Posted by Nick Day on 18 Feb 2015
Changes to the Taxation of Share Awards for Expats
The UK’s income tax and National Insurance Contributions (NIC) rules for the treatment of an internationally mobile employee (IME) receiving employment related securities (ERS) share awards will change from 6 April 2015.
The current rules for the income tax treatment of ERS received by an IME are complicated and depend on various factors such as the type of ERS instrument used (eg share options, RSUs etc.), whether the award is settled in cash or shares and where the IME was tax resident when the award was granted. Under the new rules the income tax treatment will be much simpler and the ERS will generally be taxed based on the IME’s UK residence and workdays in the earnings period (typically from grant to vest).
From a UK tax perspective there will be winners and losers as a result of the changes.
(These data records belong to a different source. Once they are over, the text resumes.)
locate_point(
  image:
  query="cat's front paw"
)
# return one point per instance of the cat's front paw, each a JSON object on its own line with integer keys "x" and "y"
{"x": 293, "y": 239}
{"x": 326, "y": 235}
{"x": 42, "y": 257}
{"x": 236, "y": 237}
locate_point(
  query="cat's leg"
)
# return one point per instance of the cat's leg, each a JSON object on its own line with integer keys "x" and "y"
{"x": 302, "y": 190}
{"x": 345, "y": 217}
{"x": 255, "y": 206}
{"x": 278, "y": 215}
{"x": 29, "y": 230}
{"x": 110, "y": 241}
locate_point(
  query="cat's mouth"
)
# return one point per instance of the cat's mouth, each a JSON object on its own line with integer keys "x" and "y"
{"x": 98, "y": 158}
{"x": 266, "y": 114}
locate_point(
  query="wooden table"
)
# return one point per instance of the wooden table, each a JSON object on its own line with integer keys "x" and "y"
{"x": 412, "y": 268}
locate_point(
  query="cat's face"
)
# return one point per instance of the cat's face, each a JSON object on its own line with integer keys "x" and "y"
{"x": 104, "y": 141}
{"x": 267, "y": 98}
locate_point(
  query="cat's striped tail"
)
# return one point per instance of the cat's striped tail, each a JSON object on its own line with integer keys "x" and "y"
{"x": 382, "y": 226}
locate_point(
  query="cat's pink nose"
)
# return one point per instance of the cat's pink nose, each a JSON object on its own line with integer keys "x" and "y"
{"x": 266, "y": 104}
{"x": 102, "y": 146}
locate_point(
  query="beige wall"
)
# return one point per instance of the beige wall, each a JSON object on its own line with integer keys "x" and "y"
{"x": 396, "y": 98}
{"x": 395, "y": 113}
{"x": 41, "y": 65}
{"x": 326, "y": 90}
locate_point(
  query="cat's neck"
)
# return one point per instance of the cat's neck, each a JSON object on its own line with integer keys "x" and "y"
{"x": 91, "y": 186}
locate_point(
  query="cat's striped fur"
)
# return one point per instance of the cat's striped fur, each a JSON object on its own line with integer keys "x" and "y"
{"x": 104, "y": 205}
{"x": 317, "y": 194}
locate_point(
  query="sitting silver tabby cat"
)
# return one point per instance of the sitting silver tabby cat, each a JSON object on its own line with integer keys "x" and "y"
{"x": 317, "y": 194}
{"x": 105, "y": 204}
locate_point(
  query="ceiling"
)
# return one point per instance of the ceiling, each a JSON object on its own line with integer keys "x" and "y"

For instance a UK tax resident IME who was granted share options whilst non-resident, which under the current rules would not be subject to UK income tax, will be liable to UK income tax based broadly on the days on which the individual was working or resident in the UK.
Conversely, an IME who was granted a share option whilst UK tax resident, who moves to a country with which the UK does not hold a double tax treaty would under the current rules pay UK income tax on the whole option gain, but under the new rules the IME will only be taxable on the proportion of the gain earned in the UK.
The new NIC rules which are also scheduled to come into effect from 6 April 2015 are currently being finalised. Under the current rules ERS income is charged to NIC on an all-or-nothing basis, with no apportionment. From 6 April 2015 onwards it is intended that the UK NIC charge will be based on the part of the earnings period when the IME is “UK insured” (i.e. subject to UK NIC).
Assuming the NIC rules are implemented as intended, this will mean that income tax and NIC could be calculated on two different apportionments, e.g. if an IME arrived in the UK becoming taxable, but was initially exempt from UK NIC under a social security agreement, 52 week exemption etc., two different calculations of the tax and NIC position would be necessary.
Share Awards for Expats Summary
The new rules will simplify the UK income tax and NIC treatment for internationally mobile employees receiving employment related securities, with the potential for some individuals to benefit and for others to be worse off. In particular, individuals who are currently UK tax resident, who hold share options which were granted before arriving in the UK which have now vested, may wish to consider reviewing the position and possibly exercising the options prior to 6 April 2015 to avoid a potential income tax liability.
The position is complex as there are UK capital gains tax as well as income tax/NIC implications to review.